A nationwide debate has ensued as to whether millennials represent the greatest opportunity for RIAs, or if this hype is overblown. Either way, the fact remains this demographic will continue to infiltrate the world of financial services, and RIAs need to fully comprehend this generation’s defining characteristics as well as their financial preferences and needs.

Before you dig too deep into the rabbit hole, be aware of these four truths about the millennial generation that might surprise you – or at least alter your thought process as you get your millennial marketing efforts in gear.

1. Targeting this generation should not be treated as a one-and-done deal.

Treating the millennial generation as a collective group is a misguided notion. Millennials are at different stages of their financial lives – the generation as a whole spans over 16 years, ranging in age between 18 and 34, according to the Pew Research Center. You cannot paint them all with the same brush.

While those on the younger end of the spectrum may be preoccupied with applying for college or their first credit card, others on the older end may be shopping for their first home or setting up 529 savings plans for their children.

When trying to reach millennials, start by catering your marketing efforts to the varying age groups. Younger millennials might be more accessible through social media platforms like Twitter and Facebook, while older millennials may be more receptive to communications through LinkedIn or an email marketing campaign.

2. Millennials communicate in a variety of fashions.

Despite the cliché that millennials are purely digital-centric beings, a significant number still favor communicating with colleagues in person. According to this study by Bentley University, 51 percent of millennials prefer to communicate face-to-face.

Millennials love communicating through digital platforms, but that’s not to say RIAs should completely throw away their client-facing skill set. Advisers need to continually communicate with their younger clients through a blend of digital means and face-to-face meetings. Offering 24/7 online access to financial information as well as multiple avenues for your millennial clients to get in touch with you is a great place to start.

3. Talking with (not to) them will get you somewhere.

As this blog and countless media outlets have previously reported, younger generations largely distrust the financial services industry. After watching their parents suffer through the financial crisis of 2008 and 2009, this comes as no surprise.

Because of their hesitance to fork over their hard-earned savings to a financial services professional, attracting a younger clientele may be difficult for RIAs. Rather than speaking about millennials’ money troubles or the mistakes they are making, advisers must build trust and credibility with this generation.

The best way to do this is through a strategic media relations campaign. When targeting millennials, go after media placements in online publications like Business Insider, Vox and other new-age outlets with millennial-based audiences. Seeing your firm’s name in the press not only spikes intrigue in your services, but also builds credibility and trustworthiness.

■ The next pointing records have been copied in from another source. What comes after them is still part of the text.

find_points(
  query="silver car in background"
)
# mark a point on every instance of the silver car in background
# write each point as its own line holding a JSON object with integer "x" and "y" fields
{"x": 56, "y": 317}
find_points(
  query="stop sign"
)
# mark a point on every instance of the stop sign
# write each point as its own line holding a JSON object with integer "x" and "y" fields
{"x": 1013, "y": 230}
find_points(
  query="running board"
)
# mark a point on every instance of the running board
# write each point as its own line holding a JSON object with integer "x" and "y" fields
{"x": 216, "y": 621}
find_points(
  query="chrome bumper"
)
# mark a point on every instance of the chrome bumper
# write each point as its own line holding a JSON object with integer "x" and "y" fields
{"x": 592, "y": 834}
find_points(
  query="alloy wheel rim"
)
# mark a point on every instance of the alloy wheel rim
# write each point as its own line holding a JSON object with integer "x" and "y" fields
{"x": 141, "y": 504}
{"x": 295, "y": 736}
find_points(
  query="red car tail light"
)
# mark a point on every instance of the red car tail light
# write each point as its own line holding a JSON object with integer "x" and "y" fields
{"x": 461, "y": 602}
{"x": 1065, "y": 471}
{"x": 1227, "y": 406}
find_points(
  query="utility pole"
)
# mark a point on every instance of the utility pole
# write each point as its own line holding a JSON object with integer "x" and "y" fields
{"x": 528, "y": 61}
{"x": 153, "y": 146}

4. They actually understand the importance of saving money.

Despite stereotypes that millennials overspend and are unfamiliar with money management techniques, they are actually surpassing boomers in savings. According to this T. Rowe Price study, more millennials create financial budgets and stick to them.

When catering your RIA’s marketing campaign to attract the millennial generation, it’s important to keep in mind that this group’s habits and preferences differ greatly from their predecessors’ when it comes to managing money. A large portion of this demographic is looking for more technology and a limited time investment. Your marketing campaign should reflect that.

Whether you like it or not, today marks only the beginning of millennials’ infiltration of the financial advice industry. But don’t take a misguided approach to marketing and catering your services to the demographic. If you want to maximize your return on investment, take the time to truly learn about who they are and what they want.